Claire Luby named as inaugural Morgridge Fellow

Claire Luby

Congratulations to Claire Luby, Ph.D. for being selected into the first cohort of Morgridge Fellows. This year-long learning community is designed to further institutionalize and support community-engaged scholarship, defined as: teaching, research, and scholarly activities that are performed in equitable, mutually beneficial collaboration with communities to fulfill campus and community objectives.

Claire is a Faculty Associate in the Department of Horticulture. Her community-based research focuses on improving seed sovereignty for a variety of communities, including supporting the work of several Native American tribes in Wisconsin. She is also developing a service-learning component to Hort 120: Survey of Horticulture. In addition to her teaching and research, she has applied her community-engaged scholarship to the development of three organizations: The Open Source Seed Initiative (OSSI), The Student Organic Seed Symposium, and the Society of Organic Seed Professionals.

Read more here.

Claudia Calderón receives Global Health Institute travel award

Claudia Calderón, assistant faculty associate in the Department of Horticulture, was selected to receive a Global Health Institute 2018 Faculty and Staff Travel Award. The award will cover travel costs associated with her project, “Assessing mycotoxin levels in maize in the highlands of Guatemala.”

Maize is a dietary staple in Guatemala and is often consumed to the exclusion of other food commodities. Previous studies have found that people relying on maize often consume high levels of toxic metabolites produced by fungi (mycotoxins). This has significant implications for food safety, food security and international trade. Calderón’s project will focus on 50 small-scale farmers in the western highlands of Guatemala and will support research on the quality of maize and provide recommendations on food safety. The overall goal is to devise effective and sustainable mechanisms to educate, monitor and reduce exposure to mycotoxin contamination.

The Global Health Institute Faculty and Staff Travel Awards are available for UW-Madison faculty and staff to undertake international travel related to educational and research activities. Several grants of up to $2,500.00 are awarded for a duration of one year.

Originally posted here: https://ecals.cals.wisc.edu/

Goldman and Luby awarded Baldwin Grant

The subjects of the eight projects selected for grants from the Ira and Ineva Reilly Baldwin Wisconsin Idea Endowment are varied but all will help the university contribute knowledge and resources across the state.

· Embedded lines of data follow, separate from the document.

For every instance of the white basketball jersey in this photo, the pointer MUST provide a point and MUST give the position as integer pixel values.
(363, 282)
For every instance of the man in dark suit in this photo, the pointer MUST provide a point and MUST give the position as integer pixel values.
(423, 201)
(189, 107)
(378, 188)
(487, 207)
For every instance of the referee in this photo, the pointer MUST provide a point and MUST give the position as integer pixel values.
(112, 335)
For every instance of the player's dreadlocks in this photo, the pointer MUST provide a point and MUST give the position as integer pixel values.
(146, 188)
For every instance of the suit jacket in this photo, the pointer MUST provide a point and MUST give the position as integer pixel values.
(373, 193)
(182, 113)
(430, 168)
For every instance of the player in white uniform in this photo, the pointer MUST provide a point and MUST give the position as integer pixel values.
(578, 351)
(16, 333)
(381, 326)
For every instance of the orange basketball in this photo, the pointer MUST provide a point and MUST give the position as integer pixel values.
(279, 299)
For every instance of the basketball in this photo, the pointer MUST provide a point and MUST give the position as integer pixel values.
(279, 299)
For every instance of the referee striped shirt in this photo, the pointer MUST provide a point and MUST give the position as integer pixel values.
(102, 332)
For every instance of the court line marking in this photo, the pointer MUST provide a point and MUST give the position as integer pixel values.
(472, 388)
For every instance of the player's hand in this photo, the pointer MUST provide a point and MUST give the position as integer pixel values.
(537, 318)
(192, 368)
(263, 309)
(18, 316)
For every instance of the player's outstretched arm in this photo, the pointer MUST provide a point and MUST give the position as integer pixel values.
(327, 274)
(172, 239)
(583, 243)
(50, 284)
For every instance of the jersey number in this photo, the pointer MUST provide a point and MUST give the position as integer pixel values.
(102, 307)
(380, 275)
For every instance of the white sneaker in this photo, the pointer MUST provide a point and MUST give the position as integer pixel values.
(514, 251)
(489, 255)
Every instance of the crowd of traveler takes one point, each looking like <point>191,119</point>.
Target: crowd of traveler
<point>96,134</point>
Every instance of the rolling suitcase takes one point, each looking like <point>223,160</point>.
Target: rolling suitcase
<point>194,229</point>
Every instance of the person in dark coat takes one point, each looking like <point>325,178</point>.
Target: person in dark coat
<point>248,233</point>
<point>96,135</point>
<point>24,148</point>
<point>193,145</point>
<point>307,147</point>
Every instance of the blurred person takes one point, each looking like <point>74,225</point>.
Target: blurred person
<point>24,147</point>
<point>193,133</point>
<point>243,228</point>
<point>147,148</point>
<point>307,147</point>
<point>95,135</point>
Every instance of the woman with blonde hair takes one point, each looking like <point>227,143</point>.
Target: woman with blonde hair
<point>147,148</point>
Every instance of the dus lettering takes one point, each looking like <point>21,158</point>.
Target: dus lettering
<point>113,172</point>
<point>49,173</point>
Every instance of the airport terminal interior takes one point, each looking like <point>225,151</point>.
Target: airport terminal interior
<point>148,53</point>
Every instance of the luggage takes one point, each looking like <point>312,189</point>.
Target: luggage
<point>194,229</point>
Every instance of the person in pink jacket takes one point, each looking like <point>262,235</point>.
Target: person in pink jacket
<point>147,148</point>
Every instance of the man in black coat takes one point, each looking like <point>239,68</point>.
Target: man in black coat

Ira Baldwin, a longtime UW teacher, researcher and administrator, served as dean of the Graduate School and the College of Agriculture and as vice president for academic affairs. Ineva Reilly Baldwin taught and served in the university administration as assistant dean of women and associate dean of the College of Letters & Science. Their endowment is one of the largest gifts ever received by UW–Madison.

Preserving and Advancing Seed Sovereignty and Crop Genetic Diversity for Native American Tribes in Wisconsin

Irwin Goldman, professor and chair, Department of Horticulture, and Claire Luby, research associate, Department of Horticulture

Maintaining and increasing genetic diversity in crop varieties can benefit from knowledge of population genetics. In addition, controlled pollination techniques can provide greater efficiency for managing cross-pollinated heritage seed varieties. Today, there is significant interest among tribal members in assessing, maintaining and utilizing these valuable genetic resources for both food and seed sovereignty, as well as public health and nutrition. Despite the existence of a number of new training resources for those who wish to preserve and maintain seed of heritage crop varieties, we have identified the need for creating culturally appropriate resources that will mesh with the traditions and relationships around food and land resources in native communities for this two-year project.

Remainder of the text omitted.